Bernd
Den Song habe ich Mitte der 80er geschrieben, als ich beim Regionalprogramm von RTL+ gearbeitet habe. Mit dabei sind Horst am Bass (der mich bei allen meinen Projekten über die Jahrzehnte hinweg immer toll unterstützt hat) und unser Multinstumentalist Picki. Drums spielte „Sleepy“ Rene, aufgenommen hat es Bernie Abt.
Ich war sehr von den Dire Straits inspiriert, vor allem von Mark Knopfler und seinem Gitarrenspiel (Es gibt Leute, die sagen, das merkt man 😉)
Wir haben mit meinen Kollegen vom Fernsehen auch ein Video gedreht; Picki, Horst und mich könnt ihr hier ansehen.
(Kinder, wie die Zeit vergeht😊)
Als Horst und ich vor ein paar Jahren beim zweiten oder dritten Bier nostalgisch wurden, haben wir beschlossen, das Ding unter unserem damaligen Bandnamen „Theos Tuba steht auf Kuba“ auf YouTube zu stellen. Da stand es dann und stand und stand…
Und dann fiel vor kurzem dieser Song Daniel in die Hände. (Der junge Schnösel)
Daniel
Das Video fand ich als, ähemm…“Dokument der Zeitgeschichte“ wirklich lustig, das Thema an sich ist natürlich von zeitloser Relevanz (wie wahrscheinlich fast jede(r) von uns bestätigen wird 😊)

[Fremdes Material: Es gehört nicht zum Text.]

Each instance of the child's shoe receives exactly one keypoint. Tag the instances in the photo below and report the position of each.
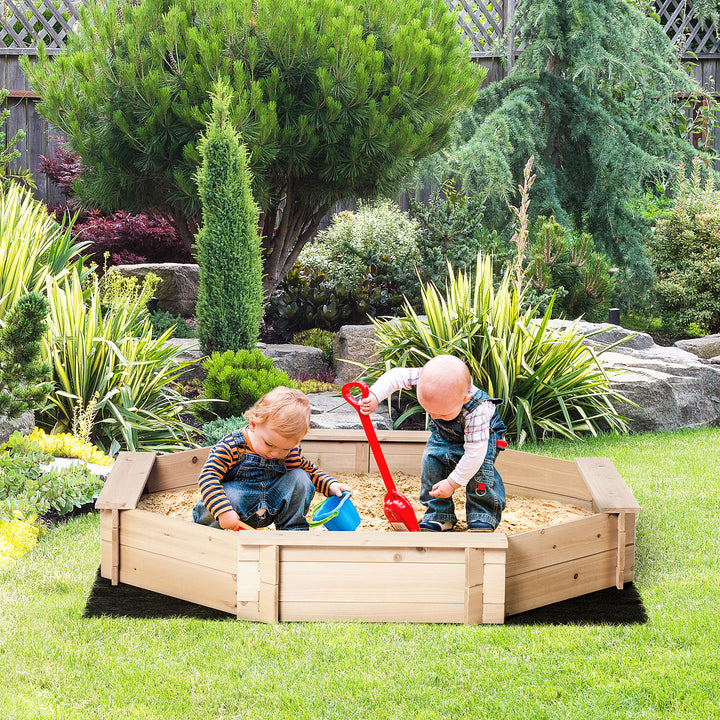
(480, 526)
(435, 526)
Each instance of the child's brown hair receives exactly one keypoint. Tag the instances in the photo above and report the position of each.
(286, 410)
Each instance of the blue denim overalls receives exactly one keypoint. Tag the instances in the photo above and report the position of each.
(263, 491)
(485, 499)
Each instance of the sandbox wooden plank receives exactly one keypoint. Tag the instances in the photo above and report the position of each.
(371, 582)
(559, 582)
(557, 544)
(608, 489)
(126, 481)
(394, 612)
(178, 578)
(540, 476)
(350, 555)
(373, 539)
(175, 538)
(177, 471)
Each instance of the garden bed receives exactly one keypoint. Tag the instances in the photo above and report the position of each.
(372, 575)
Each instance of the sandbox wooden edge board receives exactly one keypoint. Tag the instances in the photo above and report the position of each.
(272, 576)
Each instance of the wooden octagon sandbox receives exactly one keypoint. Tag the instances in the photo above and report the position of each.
(371, 576)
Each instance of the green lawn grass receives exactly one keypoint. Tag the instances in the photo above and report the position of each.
(57, 664)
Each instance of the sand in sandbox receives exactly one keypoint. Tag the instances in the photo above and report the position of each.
(368, 496)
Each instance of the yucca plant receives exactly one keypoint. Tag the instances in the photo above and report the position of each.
(33, 246)
(106, 354)
(550, 382)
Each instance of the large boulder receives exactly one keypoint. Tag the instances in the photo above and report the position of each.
(707, 347)
(298, 361)
(178, 291)
(671, 387)
(329, 411)
(23, 424)
(353, 344)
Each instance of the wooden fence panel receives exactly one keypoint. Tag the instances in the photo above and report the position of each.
(486, 27)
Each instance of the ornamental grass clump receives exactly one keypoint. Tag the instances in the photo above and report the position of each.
(550, 383)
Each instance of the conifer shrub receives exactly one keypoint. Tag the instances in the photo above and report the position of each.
(239, 378)
(684, 251)
(452, 232)
(565, 265)
(217, 429)
(230, 298)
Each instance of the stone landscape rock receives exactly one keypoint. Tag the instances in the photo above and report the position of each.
(23, 424)
(298, 361)
(329, 411)
(352, 344)
(707, 347)
(177, 293)
(672, 388)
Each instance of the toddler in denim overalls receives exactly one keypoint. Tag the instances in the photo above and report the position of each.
(258, 475)
(462, 447)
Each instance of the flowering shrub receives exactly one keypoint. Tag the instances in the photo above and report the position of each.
(67, 445)
(17, 536)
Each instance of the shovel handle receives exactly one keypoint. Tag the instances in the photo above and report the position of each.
(369, 430)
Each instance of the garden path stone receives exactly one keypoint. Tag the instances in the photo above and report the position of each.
(328, 411)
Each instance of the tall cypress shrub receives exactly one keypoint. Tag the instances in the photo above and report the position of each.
(230, 297)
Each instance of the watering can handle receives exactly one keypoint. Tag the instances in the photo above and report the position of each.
(369, 430)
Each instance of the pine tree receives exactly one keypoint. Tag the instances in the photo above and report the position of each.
(335, 99)
(230, 297)
(25, 379)
(594, 97)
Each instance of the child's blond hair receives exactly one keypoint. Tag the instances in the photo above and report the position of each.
(286, 410)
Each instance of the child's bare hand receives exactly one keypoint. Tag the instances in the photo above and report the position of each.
(368, 404)
(229, 520)
(337, 488)
(445, 488)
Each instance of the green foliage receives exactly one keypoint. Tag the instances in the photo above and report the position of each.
(230, 298)
(565, 265)
(162, 321)
(334, 98)
(25, 379)
(8, 151)
(594, 98)
(105, 354)
(306, 299)
(27, 489)
(239, 379)
(363, 264)
(34, 249)
(315, 337)
(379, 235)
(453, 233)
(549, 382)
(218, 429)
(685, 252)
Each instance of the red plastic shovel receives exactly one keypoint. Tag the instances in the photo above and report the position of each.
(398, 509)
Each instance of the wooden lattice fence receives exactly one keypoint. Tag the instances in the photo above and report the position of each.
(487, 28)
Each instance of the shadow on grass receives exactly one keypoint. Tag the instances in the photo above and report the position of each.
(605, 607)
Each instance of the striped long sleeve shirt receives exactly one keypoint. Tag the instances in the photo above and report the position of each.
(226, 454)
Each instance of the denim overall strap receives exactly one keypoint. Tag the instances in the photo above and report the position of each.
(453, 431)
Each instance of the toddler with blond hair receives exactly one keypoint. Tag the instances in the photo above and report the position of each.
(258, 475)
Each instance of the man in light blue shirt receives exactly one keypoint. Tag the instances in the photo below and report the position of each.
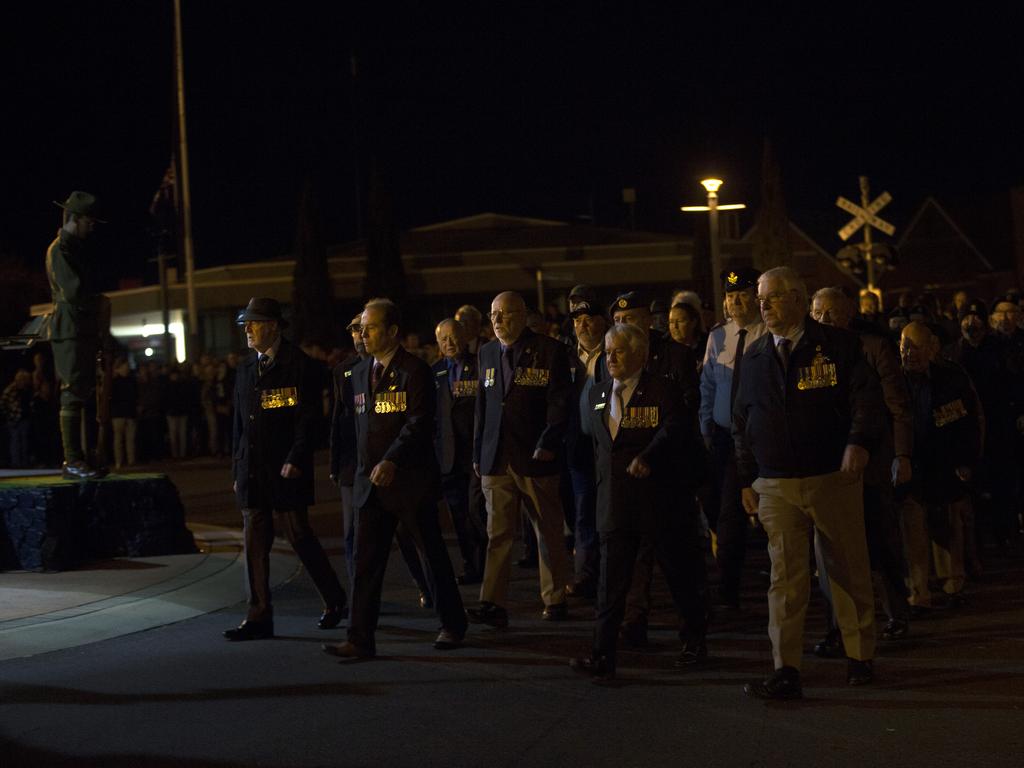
(718, 389)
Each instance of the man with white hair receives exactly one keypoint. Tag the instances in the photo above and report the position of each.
(806, 410)
(642, 434)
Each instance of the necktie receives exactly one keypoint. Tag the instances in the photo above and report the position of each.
(740, 343)
(508, 371)
(615, 411)
(783, 353)
(453, 367)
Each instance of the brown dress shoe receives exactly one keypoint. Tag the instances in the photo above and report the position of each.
(250, 631)
(346, 650)
(783, 685)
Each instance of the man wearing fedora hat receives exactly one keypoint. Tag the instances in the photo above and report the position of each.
(276, 396)
(80, 314)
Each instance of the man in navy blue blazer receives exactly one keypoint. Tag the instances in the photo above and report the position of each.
(519, 427)
(643, 431)
(457, 382)
(396, 480)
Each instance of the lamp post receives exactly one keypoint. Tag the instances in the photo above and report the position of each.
(713, 185)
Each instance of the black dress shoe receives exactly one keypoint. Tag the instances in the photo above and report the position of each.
(634, 636)
(331, 617)
(693, 652)
(921, 611)
(250, 631)
(585, 589)
(896, 629)
(783, 685)
(556, 612)
(859, 673)
(448, 640)
(599, 669)
(346, 650)
(830, 646)
(81, 471)
(488, 613)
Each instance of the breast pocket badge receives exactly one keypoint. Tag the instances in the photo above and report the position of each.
(282, 397)
(390, 402)
(948, 413)
(465, 388)
(819, 375)
(532, 377)
(645, 417)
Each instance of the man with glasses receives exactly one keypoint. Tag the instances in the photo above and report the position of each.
(807, 410)
(719, 382)
(80, 315)
(520, 424)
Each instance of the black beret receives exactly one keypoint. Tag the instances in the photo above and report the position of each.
(630, 300)
(739, 280)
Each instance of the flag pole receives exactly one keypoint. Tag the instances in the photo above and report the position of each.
(193, 337)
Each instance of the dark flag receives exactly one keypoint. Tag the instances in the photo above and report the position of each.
(771, 238)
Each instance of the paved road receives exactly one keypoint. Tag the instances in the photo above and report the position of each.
(178, 695)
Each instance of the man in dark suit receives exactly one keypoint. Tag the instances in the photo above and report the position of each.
(678, 363)
(396, 481)
(642, 432)
(457, 382)
(589, 368)
(276, 397)
(808, 408)
(519, 427)
(935, 505)
(343, 468)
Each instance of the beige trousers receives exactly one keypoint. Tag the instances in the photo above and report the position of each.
(504, 495)
(788, 509)
(944, 544)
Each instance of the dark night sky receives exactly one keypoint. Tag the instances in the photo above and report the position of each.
(531, 111)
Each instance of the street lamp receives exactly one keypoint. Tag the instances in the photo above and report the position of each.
(713, 185)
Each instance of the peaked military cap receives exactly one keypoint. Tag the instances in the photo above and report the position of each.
(974, 306)
(261, 310)
(631, 300)
(583, 300)
(739, 280)
(82, 204)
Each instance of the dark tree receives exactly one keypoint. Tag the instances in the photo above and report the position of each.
(312, 305)
(385, 275)
(771, 241)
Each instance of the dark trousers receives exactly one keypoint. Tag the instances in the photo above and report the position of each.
(469, 514)
(588, 546)
(259, 542)
(406, 546)
(730, 525)
(677, 548)
(375, 529)
(885, 549)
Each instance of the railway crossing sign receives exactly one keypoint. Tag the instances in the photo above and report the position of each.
(865, 215)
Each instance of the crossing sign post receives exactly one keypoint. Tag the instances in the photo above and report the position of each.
(865, 217)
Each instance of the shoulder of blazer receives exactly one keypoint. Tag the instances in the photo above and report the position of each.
(600, 390)
(491, 349)
(759, 346)
(359, 373)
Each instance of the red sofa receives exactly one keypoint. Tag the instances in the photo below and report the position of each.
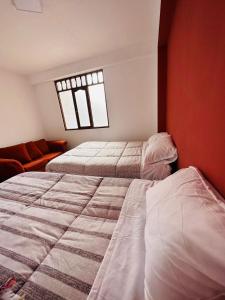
(31, 156)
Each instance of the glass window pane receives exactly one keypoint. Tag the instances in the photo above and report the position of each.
(83, 79)
(82, 108)
(67, 105)
(100, 76)
(78, 81)
(73, 82)
(98, 105)
(68, 84)
(64, 85)
(59, 86)
(89, 79)
(95, 78)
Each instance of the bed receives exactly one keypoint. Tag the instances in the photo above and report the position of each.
(119, 159)
(81, 237)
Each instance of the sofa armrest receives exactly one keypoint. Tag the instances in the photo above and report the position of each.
(9, 168)
(57, 146)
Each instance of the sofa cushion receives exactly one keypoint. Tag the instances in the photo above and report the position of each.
(18, 152)
(42, 146)
(33, 150)
(50, 156)
(35, 165)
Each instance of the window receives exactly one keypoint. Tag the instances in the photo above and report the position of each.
(82, 101)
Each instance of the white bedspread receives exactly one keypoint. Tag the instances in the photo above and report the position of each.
(108, 159)
(121, 275)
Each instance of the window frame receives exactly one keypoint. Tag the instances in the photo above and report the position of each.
(73, 90)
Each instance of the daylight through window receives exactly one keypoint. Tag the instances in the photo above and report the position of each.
(82, 101)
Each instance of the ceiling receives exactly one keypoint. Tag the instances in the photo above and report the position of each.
(72, 30)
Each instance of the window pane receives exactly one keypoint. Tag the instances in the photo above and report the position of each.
(73, 82)
(59, 86)
(98, 105)
(68, 84)
(95, 78)
(100, 76)
(89, 79)
(64, 85)
(78, 81)
(67, 105)
(83, 80)
(82, 108)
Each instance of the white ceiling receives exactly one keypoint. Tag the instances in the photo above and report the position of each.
(72, 30)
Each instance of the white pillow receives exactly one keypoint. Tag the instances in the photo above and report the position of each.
(157, 136)
(155, 171)
(160, 149)
(185, 239)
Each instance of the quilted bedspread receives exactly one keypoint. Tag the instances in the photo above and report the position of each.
(55, 230)
(115, 159)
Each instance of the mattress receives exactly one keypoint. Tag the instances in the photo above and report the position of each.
(56, 231)
(113, 159)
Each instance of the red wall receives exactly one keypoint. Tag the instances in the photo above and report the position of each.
(196, 86)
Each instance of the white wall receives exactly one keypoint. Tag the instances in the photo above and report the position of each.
(131, 92)
(19, 118)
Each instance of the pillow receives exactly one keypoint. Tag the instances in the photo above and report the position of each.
(184, 239)
(33, 150)
(42, 146)
(155, 171)
(18, 152)
(157, 136)
(160, 149)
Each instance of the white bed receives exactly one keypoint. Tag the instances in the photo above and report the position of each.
(69, 237)
(119, 159)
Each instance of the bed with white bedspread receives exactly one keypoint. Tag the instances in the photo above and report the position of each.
(70, 237)
(119, 159)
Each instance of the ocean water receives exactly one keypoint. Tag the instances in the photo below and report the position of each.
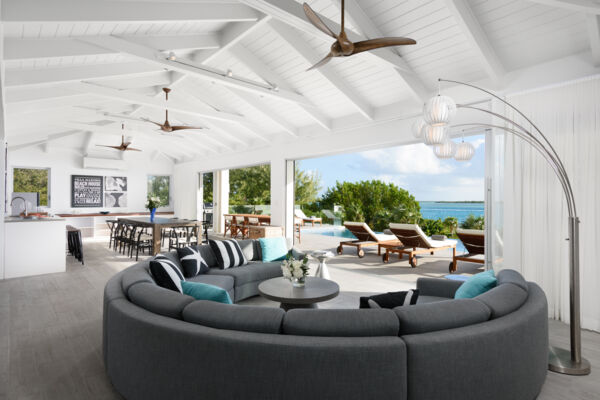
(434, 210)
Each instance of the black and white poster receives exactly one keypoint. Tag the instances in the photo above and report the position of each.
(115, 191)
(86, 191)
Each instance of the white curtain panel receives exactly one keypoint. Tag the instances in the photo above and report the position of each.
(535, 212)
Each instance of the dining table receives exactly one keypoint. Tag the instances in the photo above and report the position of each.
(158, 224)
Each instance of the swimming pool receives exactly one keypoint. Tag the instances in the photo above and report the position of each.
(345, 233)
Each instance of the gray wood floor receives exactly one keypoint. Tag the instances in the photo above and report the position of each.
(50, 325)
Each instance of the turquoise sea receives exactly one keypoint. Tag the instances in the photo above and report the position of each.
(435, 210)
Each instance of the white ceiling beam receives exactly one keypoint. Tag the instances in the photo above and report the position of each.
(292, 13)
(28, 48)
(254, 102)
(81, 11)
(87, 143)
(593, 25)
(261, 69)
(287, 34)
(190, 68)
(76, 74)
(231, 35)
(466, 19)
(362, 22)
(584, 6)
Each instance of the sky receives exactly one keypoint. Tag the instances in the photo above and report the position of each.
(413, 167)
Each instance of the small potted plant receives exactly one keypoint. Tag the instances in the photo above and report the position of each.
(152, 204)
(295, 270)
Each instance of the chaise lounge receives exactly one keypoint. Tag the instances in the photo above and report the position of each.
(414, 242)
(365, 237)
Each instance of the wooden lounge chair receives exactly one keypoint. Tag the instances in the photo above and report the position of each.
(365, 238)
(300, 214)
(474, 242)
(414, 242)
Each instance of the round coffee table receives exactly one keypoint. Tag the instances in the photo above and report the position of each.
(314, 291)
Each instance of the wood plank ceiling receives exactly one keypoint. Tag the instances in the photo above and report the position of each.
(76, 69)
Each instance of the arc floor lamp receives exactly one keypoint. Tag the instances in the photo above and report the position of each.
(437, 114)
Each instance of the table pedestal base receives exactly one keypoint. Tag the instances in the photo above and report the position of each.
(290, 306)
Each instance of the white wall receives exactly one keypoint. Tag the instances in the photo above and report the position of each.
(66, 162)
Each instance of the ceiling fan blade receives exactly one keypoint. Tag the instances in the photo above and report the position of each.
(371, 44)
(181, 127)
(152, 122)
(316, 21)
(324, 61)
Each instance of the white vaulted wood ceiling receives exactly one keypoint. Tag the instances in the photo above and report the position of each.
(76, 69)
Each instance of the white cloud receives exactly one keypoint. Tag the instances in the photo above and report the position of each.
(413, 159)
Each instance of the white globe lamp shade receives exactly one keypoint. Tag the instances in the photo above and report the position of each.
(464, 151)
(439, 110)
(445, 150)
(434, 134)
(418, 128)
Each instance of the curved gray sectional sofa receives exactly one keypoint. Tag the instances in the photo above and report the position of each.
(160, 344)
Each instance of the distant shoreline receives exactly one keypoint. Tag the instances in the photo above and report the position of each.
(440, 201)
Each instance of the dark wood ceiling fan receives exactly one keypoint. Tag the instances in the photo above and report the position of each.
(343, 46)
(124, 146)
(166, 126)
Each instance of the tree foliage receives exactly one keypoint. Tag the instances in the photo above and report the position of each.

Aber die Song-Version der Tubas atmet natürlich die 80er und ist nicht mehr zeitgemäß. Also habe ich ihn gründlich entstaubt und modernisiert und in ein Klangbild für die Mitte der 20er (dieses Jahrtausends!) transponiert. Ich wollte dabei aber auch unbedingt diese gewisse Lässigkeit behalten, die das Original so liebenswert macht. Und damit Bernd wegen der Abweichungen vom Original nicht zu sehr rummosert, habe ich ganz ans Ende Teile seines ursprünglichen Solos reingeschnitten.
Der Song war der erste, mit dem wir an die Öffentlichkeit gegangen sind; als erstes habe ich ein paar Kurzvideos produziert und sie auf tiktok gestellt.
Ja, und die ganze Nummer hat uns beiden so viel Spaß gemacht, dass wir gesagt haben: ok, wir machen weiter.
Bernd
Das konnte ich natürlich so auch nicht auf mir sitzen lassen. Ich kann auch lässig sein! Also habe ich diese entspannte, lässige Version produziert.